Marie Dégremont, Sciences Po – USPC
Si Marine Le Pen ne compte pas sur les voix écologistes pour se faire élire, la présence d’engagements dans ce domaine vise à renforcer sa stature présidentielle, en montrant qu’elle se préoccupe de tous les enjeux d’avenir pour le pays. Parler d’environnement constitue aussi un moyen de décliner de manière plus vaste ses orientations politiques. Enfin, cela témoigne de la diversité des soutiens de la candidate, montrant qu’elle a pu s’entourer de conseillers en mesure de rédiger de telles propositions.

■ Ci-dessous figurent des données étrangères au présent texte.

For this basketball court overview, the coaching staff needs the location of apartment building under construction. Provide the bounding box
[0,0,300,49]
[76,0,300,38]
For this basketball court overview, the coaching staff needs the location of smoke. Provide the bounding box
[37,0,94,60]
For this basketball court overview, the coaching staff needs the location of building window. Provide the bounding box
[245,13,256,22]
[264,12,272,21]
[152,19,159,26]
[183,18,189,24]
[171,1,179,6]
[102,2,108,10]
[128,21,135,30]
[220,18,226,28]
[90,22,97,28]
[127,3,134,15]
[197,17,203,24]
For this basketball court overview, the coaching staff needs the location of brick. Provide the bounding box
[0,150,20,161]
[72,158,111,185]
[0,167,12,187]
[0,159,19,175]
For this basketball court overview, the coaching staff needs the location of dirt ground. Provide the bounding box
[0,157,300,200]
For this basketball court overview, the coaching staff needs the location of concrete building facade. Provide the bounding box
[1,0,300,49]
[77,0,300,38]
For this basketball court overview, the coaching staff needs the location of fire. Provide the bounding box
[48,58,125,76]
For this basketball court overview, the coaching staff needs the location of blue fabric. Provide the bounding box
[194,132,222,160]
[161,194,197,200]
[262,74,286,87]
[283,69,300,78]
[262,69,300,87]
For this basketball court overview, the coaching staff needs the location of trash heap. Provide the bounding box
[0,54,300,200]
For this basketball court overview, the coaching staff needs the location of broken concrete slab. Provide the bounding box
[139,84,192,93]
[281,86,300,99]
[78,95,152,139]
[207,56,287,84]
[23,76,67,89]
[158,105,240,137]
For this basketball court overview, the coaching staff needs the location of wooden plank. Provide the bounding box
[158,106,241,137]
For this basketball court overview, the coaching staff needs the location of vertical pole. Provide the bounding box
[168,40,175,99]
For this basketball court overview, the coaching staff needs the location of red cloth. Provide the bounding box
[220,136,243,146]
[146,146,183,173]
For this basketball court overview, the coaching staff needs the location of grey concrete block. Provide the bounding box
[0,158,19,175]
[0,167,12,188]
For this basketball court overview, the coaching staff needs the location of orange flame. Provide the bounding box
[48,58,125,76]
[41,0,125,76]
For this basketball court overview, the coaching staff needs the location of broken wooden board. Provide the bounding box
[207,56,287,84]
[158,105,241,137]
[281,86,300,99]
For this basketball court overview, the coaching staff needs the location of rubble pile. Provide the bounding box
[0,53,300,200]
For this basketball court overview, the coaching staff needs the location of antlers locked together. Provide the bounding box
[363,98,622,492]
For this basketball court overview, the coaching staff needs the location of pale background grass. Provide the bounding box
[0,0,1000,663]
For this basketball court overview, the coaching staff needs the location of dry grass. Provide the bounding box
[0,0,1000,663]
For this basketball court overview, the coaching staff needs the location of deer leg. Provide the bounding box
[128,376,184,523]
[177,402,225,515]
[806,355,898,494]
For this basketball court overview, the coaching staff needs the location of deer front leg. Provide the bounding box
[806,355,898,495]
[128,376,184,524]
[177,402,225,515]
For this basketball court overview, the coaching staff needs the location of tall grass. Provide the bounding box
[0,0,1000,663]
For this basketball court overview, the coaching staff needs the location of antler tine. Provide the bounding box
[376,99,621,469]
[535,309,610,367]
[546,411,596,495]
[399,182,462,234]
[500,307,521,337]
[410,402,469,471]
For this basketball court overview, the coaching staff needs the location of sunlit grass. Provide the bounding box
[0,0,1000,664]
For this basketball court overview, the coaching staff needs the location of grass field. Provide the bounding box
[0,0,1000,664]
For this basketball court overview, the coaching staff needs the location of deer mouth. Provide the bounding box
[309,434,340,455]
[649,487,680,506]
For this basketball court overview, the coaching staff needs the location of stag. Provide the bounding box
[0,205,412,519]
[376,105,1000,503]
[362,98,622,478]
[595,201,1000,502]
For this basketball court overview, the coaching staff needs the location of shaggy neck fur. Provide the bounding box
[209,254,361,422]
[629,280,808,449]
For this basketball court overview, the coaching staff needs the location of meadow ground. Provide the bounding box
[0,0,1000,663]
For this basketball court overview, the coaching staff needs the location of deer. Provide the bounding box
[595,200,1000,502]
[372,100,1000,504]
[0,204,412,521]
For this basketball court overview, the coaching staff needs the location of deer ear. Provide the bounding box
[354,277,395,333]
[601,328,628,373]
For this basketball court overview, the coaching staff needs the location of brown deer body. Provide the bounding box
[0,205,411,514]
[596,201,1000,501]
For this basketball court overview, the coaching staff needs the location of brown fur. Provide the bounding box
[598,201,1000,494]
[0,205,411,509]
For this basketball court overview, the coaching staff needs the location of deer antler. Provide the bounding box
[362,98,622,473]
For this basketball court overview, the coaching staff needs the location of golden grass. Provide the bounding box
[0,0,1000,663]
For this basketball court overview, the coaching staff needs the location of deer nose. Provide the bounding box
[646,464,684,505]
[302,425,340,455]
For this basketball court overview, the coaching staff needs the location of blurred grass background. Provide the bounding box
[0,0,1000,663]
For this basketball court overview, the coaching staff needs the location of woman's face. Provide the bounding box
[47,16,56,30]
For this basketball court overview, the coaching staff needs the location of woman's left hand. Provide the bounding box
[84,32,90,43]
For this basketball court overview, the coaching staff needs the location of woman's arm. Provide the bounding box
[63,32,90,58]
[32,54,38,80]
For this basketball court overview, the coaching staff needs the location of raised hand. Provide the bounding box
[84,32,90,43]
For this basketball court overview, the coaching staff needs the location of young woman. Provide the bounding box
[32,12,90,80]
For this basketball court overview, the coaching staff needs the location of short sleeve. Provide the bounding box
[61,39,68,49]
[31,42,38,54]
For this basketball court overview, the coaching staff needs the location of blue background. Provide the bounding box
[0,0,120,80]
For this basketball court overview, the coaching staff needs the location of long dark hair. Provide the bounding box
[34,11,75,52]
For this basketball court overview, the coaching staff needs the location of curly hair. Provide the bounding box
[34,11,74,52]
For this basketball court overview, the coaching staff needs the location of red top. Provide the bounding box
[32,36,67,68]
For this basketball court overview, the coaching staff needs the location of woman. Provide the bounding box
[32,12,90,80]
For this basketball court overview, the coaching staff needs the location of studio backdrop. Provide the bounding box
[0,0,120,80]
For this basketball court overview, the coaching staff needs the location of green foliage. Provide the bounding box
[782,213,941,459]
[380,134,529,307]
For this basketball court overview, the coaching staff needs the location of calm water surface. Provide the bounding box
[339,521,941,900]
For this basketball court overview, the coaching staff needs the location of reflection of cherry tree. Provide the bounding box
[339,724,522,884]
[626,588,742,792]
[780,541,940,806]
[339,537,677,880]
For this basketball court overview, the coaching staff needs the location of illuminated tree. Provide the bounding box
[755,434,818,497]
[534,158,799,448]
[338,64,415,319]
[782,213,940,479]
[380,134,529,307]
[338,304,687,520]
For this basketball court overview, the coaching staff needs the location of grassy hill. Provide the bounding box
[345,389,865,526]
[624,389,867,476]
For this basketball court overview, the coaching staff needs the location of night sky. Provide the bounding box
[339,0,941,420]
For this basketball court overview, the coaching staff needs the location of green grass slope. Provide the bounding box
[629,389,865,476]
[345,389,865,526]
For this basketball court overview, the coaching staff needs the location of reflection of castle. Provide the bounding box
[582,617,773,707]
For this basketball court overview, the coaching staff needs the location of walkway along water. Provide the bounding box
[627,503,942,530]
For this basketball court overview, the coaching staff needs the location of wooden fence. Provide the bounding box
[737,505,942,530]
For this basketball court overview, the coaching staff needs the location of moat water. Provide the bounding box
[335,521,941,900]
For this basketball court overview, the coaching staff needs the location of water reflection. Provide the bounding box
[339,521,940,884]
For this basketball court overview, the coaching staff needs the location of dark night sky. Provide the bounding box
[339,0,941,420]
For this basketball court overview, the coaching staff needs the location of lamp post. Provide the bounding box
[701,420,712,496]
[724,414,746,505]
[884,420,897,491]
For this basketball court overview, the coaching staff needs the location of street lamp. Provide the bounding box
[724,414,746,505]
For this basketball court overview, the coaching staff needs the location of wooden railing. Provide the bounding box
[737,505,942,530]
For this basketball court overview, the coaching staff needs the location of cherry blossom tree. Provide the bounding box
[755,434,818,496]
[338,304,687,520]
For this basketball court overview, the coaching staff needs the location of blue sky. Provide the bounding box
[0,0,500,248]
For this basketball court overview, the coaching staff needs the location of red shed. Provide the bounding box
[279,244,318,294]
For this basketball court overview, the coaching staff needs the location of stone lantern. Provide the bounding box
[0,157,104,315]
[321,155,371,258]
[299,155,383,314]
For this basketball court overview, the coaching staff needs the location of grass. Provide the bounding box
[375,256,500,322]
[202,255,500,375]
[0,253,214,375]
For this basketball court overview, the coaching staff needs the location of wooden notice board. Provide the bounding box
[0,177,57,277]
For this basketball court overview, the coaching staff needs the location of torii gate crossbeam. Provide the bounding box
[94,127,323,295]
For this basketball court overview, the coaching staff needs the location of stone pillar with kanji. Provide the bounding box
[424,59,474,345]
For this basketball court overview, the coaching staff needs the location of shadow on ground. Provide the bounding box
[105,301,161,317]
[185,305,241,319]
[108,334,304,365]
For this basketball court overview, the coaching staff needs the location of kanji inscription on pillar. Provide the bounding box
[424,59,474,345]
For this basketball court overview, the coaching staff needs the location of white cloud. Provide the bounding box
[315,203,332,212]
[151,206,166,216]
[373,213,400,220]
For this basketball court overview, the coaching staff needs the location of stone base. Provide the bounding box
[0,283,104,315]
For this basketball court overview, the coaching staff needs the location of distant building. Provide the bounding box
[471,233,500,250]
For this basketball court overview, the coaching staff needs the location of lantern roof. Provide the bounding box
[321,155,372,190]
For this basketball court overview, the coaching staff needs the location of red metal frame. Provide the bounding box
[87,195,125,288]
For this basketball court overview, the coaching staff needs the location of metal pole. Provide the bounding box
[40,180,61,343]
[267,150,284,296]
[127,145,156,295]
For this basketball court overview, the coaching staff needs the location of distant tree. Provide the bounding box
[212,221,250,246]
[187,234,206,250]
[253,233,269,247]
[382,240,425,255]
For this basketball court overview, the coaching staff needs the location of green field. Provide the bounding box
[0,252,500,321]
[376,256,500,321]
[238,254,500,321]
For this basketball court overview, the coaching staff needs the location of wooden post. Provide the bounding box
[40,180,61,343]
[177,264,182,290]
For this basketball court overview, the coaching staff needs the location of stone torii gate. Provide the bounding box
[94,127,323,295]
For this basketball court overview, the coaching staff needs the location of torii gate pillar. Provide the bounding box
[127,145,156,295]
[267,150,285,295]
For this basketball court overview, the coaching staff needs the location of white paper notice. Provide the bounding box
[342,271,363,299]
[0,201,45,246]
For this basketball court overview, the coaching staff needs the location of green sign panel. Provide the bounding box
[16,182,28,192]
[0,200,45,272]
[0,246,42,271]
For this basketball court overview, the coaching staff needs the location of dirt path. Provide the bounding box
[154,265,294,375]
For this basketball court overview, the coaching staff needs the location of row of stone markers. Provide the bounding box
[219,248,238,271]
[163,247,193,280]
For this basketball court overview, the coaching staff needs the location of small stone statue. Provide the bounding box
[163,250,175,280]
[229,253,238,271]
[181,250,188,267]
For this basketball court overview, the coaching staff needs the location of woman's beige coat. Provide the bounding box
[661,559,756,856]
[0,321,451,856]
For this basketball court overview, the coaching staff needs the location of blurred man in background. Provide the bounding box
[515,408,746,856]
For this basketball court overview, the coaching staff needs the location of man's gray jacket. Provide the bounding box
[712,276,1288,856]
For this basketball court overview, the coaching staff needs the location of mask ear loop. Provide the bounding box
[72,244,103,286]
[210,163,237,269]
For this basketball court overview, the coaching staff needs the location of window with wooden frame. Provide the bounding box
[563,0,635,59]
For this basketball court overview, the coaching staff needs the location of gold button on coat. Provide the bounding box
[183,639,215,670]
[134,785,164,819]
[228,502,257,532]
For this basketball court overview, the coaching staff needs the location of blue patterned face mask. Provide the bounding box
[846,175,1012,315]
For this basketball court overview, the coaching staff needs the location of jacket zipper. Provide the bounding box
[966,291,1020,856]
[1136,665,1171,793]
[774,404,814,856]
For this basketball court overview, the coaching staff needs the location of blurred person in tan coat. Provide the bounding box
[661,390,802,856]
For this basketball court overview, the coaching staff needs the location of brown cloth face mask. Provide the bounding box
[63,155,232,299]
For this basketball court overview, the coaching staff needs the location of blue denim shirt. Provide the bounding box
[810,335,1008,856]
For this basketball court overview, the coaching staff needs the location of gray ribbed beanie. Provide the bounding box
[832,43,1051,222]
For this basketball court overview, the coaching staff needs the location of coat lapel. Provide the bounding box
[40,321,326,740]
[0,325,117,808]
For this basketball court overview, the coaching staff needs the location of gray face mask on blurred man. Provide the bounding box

Les principales thématiques associées à la protection de l’environnement sont abordées dans son programme : l’agriculture, les transports, les bâtiments ou l’énergie y sont abordés. Ils traduisent la philosophie politique du Front national, tout en déclinant quelques propositions intéressantes, qui apparaissent toutefois en porte-à-faux avec des éléments clés de son projet.
L’environnement pour appliquer les positions frontistes
L’essor de la thématique des circuits courts – qui vise à limiter les distances parcourues par les biens consommés en vue de réduire leur empreinte environnementale – constitue un bon exemple d’une opportunité saisie par le Front national. Ce dernier justifie ainsi des mesures en matière de patriotisme économique et de relocalisation des activités, se présentant comme en « rupture avec la mondialisation sauvage des échanges » (proposition 31 du programme frontiste), prônant le rejet des traités de libre-échange comme le TAFTA.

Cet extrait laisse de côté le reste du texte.